Tom Doerr, a UF track and field athlete from 1973-76, said Carnes was a “gentleman” who delighted in seeing improvement from his athletes.
“I learned so many things from him,” said Doerr, a television executive in Houston, Texas. “He was not only a coach for track and field, he was a coach for life.”
Doerr said he last saw Carnes at a UF track and field reunion in the spring of 2009.
“Whether you were a star or someone who was just on the team contributing, he treated you the same way,” Doerr said.
In 1965, Carnes founded the Florida Track Club, which attracted notable athletes such as Marty Liquori, Frank Shorter, Jack Bacheler and Jeff Galloway. Carnes was an assistant coach for the U.S. men's track and field team at the 1976 Olympics in Montreal. He was scheduled to be the head track coach for the 1980 Olympic Games in Moscow, but the U.S. boycotted the games following the former Soviet Union's invasion of Afghanistan.

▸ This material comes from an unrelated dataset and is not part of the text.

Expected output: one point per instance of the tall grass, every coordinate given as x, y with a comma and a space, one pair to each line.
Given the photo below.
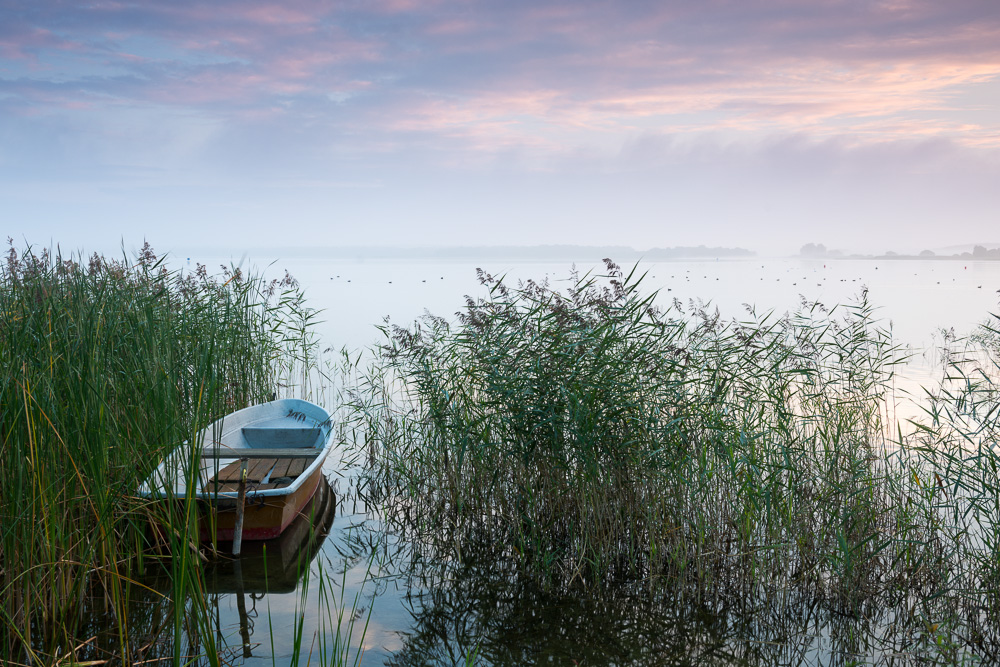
602, 444
104, 366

The unveiling ceremony will take place at 11 a.m. and is expected to last 45 minutes. Carnes' widow, Nanette, is expected to attend the ceremony along with Carnes' four adult children. So are several former athletes who trained under Carnes, including Coleman and Liquori.
Book said the street-naming is a fitting tribute to a coach who touched so many lives.
“I loved the guy,” Book said. “I would have gone to the end of the earth to make sure that this got done.”